Existe um abismo intransponível entre o ser humano e Deus. Isso foi percebido pelo primeiro quando se deu conta pela primeira vez que sua existência era finita, mas que outras coisas no mundo permaneciam inalteradas. Este insight fundamental deu origem às primeiras especulações a respeito da divindade e foi o fundamento sobre o qual a religião se estabeleceu. Tal é a interpretação que Eric Voegelin dá aos provaveis eventos, se não históricos, ao menos lógicos, na busca do homem pela ordem do ser.

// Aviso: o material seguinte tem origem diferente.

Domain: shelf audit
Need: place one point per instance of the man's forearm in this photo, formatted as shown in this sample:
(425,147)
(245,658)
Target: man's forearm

É importante colocar as coisas desde a origem em seu devido lugar. Algo importante que Voegelin esclarece é que especulação teológica é uma especulação sobre a realidade. Este dado fundamental deve ser considerado e me parece ter sido esquecido. O pensamento especulativo voltado para a natureza acabou por se afirmar com tal firmeza no pensamento ocidental que temos às vezes a impressão errada de que a teologia não diz respeito à realidade. A sanha desmistificadora de pretensos cientistas, aliada à confusão causada pelas seitas e pelos cultos que acabam por falsificar a verdadeira religião (um dado quase tão antigo quanto a religião em si, uma vez que a Bíblia já relata a existências de feiticeiros e divinadores que deveriam ser evitados) são fatores que nos atrapalham na tarefa de procurar uma compreensão abrangente da realidade.

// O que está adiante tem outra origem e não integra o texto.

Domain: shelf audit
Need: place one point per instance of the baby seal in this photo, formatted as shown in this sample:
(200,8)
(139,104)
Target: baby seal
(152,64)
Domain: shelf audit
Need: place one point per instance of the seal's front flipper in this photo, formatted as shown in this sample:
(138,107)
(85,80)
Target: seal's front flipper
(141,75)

Mesmo os cultos a divindades em forma de animais, divindades incorporadas em reis, deuses identificados com os astros, que muitas vezes são vistas em nossos dias como algo estranho, como uma espécie de crendice da infância da humanidade, são resultado da especulação teológica possível para aqueles que iniciaram tal atividade. Sua intenção era identificar aquilo que era perene, e separar do que era efêmero. Esta orientação da alma humana em relação ao eterno já é, mesmo nas suas formas mais antigas e pouco usuais para nós, um passo na “direção certa”, se o objetivo for um maior conhecimento a respeito da ordem do ser. Conforme a crítica corrosiva em relação à verossimilhança destas formas menos acabadas de especulação teológica foi colocando os velhos paradigmas em crise, o conhecimento mais perfeito do ser pode chegar à humanidade, com a revelação de Deus ao povo hebreu.

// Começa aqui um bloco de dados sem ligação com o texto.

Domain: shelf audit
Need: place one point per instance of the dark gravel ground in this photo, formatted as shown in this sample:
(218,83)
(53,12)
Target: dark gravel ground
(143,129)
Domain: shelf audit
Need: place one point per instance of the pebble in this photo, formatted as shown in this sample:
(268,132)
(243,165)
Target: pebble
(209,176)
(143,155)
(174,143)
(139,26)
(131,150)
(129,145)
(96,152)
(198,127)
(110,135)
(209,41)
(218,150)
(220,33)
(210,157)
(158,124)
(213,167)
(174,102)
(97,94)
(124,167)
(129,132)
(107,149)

A especulação filosófica iniciou também a nossa conhecida ciência, ou, como já se chegou a dizer por um bom tempo, a filosofia natural. Tal especulação foi, assim como a teológica, uma tentativa de apreender a realidade, fosse a realidade da phisis, fose aquela que está além da phisis (metafísica). A atividade do folósofo também possui uma tônica: descobrir aquilo que é perene em meio a um mundo repleto de efemeridades. Descobrir os padrões e ciclos, as regularidades, as coisas que podemos saber ao certo sobre a natureza, sobre a alma, e assim por diante. O objetivo da especulação filosófica, a orientação em direção à sabedoria, acaba por ser identico ao impulso inicial da especulação teológica.
Desse modo, a reflexão filosófica e a especulação teológica são, conforme a perspectiva aqui adotada, irmãs. Esta consciência tem um profundo impacto sobre a mente que a percebe, uma vez que acaba por alterar uma série de pressupostos feitos de péssima metafísica segundo os quais não poderíamos nos reaproximar de Deus sem antes relegar a razão para um distante segundo plano. O desvendamento da vida espirtual assim entendida acaba por revelar ao homem que antes de suspeitar a extensão toda da realidade (embora não seja possível conhecê-la por inteiro) ele era menos que homem, era uma espécie de deficiente espiritual.
Quanto ao abismo, ele não é exatamente intransponível, mas sua transposição é um mistério tão tremendo, obra da graça divina, que seria inútil um esforço aqui de tentar abraçar também esta questão.